There were raised eyebrows at yesterday’s launch function for Bloomberg’s new App Portal, when enterprise chief Stanley Young described the new capability as “disruptive”.
Effectively a marketplace for buying third-party applications that operate within the Bloomberg Professional desktop environment, App Portal could be viewed as nothing more as a latecomer to the third-party optional services game, a game that was finessed by Telerate some three decades ago.
But that would be to miss the point.
Young’s preamble to the main event – a run-through of the App Portal’s raison d’etre and demo of a few of the applications already available through it – belied a much more serious ambition: to transform the Bloomberg Professional into a kind of window into the applications and data banks, brokers and fund managers use throughout the enterprise.
Privately, Tom Secunda – the last of the original Bloomberg senior managers still in place – is talking about a legacy not for establishing Bloomberg as the most successful market data terminal product of the 20th Century, but rather for establishing Bloomberg as the “fabric of global capital markets for the 21st Century.”
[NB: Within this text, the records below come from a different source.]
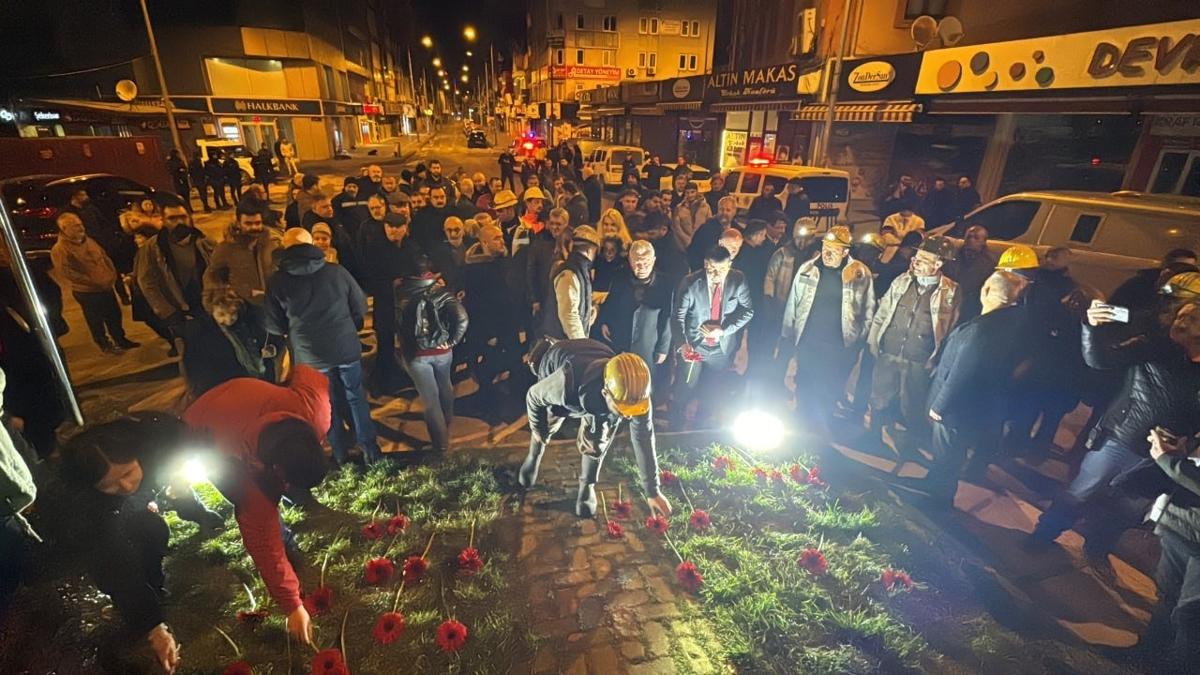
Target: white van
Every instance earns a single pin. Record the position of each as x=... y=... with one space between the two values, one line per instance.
x=1113 y=234
x=609 y=161
x=828 y=190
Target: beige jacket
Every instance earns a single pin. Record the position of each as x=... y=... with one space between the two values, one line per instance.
x=857 y=300
x=945 y=303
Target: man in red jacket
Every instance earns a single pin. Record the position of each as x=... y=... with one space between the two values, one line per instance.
x=269 y=438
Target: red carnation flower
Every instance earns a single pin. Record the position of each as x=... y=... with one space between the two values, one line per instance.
x=723 y=465
x=451 y=635
x=329 y=662
x=388 y=628
x=814 y=561
x=657 y=524
x=238 y=668
x=469 y=561
x=252 y=617
x=414 y=568
x=397 y=524
x=379 y=571
x=319 y=601
x=689 y=577
x=616 y=531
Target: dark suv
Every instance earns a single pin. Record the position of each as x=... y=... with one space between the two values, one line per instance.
x=34 y=202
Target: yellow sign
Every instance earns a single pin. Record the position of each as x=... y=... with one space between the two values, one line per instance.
x=871 y=76
x=1155 y=54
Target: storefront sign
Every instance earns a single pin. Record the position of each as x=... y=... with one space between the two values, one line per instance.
x=586 y=72
x=1156 y=54
x=267 y=106
x=1175 y=125
x=771 y=82
x=880 y=78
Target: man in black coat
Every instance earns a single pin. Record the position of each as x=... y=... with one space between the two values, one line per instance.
x=319 y=308
x=970 y=383
x=711 y=309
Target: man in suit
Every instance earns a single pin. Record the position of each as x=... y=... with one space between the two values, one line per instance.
x=711 y=309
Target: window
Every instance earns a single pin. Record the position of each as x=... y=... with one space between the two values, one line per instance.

Inasfar as the App Portal marks a step in that direction – and it may well do – the new feature is disruptive indeed. Moreover, it provides small fry and startup application developers with a level playing field for reaching prospects – 300,000 of ‘em! – they’d never be able to reach under their own steam.
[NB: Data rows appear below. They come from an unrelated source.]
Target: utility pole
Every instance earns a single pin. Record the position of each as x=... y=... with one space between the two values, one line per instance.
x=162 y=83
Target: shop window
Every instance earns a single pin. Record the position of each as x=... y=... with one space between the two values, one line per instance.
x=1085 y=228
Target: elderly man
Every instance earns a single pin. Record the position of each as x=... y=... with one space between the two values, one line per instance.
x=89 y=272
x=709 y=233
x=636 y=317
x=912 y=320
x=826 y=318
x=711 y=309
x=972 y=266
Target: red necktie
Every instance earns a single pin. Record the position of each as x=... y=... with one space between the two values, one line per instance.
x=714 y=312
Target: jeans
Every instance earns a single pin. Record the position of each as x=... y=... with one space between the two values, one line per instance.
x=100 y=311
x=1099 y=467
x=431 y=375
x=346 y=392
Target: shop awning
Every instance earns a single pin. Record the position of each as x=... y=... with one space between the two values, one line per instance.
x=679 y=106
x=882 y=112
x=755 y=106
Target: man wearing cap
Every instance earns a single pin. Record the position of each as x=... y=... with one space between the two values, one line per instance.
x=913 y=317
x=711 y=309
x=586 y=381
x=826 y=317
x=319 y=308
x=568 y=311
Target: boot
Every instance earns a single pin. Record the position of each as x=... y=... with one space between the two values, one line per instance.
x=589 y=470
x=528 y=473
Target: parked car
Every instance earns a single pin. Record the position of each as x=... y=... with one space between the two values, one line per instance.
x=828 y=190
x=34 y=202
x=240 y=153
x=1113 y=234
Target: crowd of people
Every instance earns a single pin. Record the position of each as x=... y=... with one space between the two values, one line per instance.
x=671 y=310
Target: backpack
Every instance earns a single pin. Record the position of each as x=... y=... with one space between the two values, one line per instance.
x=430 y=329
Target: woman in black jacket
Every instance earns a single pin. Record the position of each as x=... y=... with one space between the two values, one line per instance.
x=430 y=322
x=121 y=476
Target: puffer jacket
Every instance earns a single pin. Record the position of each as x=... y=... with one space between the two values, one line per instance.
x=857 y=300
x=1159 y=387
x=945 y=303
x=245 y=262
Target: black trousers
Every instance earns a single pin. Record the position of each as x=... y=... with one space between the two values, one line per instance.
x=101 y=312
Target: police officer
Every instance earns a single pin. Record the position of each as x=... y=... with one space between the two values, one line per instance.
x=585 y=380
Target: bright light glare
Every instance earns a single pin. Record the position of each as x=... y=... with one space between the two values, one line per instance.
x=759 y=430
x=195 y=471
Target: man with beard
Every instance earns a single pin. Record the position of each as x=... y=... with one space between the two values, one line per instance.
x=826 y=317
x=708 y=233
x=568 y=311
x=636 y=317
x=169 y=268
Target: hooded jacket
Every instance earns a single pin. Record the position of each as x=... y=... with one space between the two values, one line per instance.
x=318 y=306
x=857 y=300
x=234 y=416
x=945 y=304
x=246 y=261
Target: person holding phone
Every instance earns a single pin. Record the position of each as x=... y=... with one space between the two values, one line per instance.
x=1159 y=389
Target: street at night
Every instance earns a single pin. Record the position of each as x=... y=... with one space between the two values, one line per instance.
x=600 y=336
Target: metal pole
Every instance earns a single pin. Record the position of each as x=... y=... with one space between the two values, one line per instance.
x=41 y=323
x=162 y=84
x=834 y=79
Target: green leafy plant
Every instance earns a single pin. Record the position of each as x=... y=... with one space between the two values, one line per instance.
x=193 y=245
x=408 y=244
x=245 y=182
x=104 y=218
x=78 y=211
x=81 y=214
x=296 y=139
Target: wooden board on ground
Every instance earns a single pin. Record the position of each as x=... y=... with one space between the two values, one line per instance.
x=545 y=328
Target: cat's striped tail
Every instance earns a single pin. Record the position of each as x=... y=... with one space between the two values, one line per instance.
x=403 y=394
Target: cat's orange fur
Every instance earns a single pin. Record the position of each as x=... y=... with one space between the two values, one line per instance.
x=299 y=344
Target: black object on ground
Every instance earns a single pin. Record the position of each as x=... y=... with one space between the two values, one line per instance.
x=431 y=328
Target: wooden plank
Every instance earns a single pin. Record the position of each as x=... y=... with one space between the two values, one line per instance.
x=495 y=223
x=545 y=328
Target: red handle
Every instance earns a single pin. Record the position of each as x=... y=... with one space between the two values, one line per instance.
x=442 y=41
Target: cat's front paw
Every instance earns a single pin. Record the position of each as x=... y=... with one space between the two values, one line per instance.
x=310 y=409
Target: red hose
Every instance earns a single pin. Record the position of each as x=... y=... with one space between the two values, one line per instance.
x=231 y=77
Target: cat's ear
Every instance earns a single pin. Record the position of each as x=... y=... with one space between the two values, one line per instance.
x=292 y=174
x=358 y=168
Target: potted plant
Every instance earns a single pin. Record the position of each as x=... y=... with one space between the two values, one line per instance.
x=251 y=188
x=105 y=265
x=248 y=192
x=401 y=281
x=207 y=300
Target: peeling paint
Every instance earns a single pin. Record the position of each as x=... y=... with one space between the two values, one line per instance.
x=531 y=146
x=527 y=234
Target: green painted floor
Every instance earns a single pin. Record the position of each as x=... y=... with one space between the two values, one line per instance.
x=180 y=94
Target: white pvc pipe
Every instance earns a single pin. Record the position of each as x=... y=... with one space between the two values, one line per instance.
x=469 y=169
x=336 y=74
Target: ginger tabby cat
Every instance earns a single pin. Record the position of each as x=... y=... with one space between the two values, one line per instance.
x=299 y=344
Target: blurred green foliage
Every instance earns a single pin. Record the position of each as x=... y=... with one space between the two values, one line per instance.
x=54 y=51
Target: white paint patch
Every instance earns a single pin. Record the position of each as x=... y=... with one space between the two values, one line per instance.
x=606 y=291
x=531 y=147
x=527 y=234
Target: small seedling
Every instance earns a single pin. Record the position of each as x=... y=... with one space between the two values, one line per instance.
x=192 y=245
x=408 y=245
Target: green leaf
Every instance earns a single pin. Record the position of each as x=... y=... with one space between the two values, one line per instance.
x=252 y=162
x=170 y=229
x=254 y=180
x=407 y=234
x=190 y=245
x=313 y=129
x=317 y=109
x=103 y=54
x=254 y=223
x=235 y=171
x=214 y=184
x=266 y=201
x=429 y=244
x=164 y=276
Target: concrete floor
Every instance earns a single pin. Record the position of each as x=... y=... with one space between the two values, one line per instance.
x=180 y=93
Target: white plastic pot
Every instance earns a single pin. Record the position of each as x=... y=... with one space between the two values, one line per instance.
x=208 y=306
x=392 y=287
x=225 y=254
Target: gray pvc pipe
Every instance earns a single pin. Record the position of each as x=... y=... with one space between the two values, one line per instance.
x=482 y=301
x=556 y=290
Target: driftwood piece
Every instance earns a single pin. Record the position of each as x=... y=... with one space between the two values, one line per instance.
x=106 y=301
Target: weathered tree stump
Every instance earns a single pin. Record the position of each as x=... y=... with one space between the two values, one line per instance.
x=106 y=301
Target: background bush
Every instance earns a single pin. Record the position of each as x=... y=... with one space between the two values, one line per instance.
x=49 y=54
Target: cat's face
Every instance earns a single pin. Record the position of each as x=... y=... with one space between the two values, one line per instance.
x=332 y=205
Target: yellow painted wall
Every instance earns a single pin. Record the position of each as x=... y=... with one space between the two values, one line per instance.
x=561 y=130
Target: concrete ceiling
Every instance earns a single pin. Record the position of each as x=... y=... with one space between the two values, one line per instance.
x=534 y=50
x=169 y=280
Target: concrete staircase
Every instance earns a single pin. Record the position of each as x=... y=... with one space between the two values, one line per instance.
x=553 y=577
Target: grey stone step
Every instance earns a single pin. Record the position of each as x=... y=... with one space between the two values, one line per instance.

Young even sees scope for services cleansed by Bloomberg’s recently acquired Polarlake platform – to be operated on a hosted, or software-as-a-service (SaaS) basis – to be made available to the Bloomberg Professional via the App Portal. And how long before we get access to internal data repositories held in legacy risk, portfolio management and fund accounting systems? Tantalising.
Joining Bloomberg in what may emerge as the renaissance of the desktop device – the Enterprise Desktop, anyone? – are our old friends at Thomson Reuters, whose Eikon service is now looking like it’s truly ready for Prime Time. Coincidentally former Bloomberger Philip Brittan recently ran us through an update of the latest version of the system, which is looking more like Yahoo Finance on Steroids than a Quotron Q800.
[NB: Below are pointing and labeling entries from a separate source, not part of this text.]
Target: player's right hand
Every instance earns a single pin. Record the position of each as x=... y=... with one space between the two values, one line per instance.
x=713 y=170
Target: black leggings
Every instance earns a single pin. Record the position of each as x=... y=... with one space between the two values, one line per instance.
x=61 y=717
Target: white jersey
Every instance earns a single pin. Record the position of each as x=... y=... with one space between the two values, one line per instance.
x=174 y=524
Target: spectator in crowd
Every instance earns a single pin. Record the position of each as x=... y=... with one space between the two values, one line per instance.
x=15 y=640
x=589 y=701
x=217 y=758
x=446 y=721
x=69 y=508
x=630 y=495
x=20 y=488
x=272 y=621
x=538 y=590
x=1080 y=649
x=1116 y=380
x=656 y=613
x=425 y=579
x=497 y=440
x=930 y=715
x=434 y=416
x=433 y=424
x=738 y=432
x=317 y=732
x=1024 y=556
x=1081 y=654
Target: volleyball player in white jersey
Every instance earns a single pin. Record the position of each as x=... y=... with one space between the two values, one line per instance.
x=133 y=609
Brittan likes to stress Eikon’s 21st Century look and feel. It’s added 7,000 net new positions this year, over and above replacements of the legacy Thomson Reuters 3000Xtra premium terminal. Underpinning the platform, however, is a vast array of content that goes beyond the real-time element Thomson Reuters has traditionally been known for, embracing a raft of fundamental, reference and analytical information. Navigation is aided by a workflow model that offers the user choices – of data, capabilities – based on what he or she is likely to need given earlier activity. A major release next quarter will see the introduction of Eikon answers, what Brittan describes as a “next generation search capability” that’s currently in pilot. Tapping into both Thomson Reuters and other – internal, enterprise? – data and applications from this single point of access is another tantalising possibility.
The Market Data Terminal is dead! Long live the Enterprise Desktop!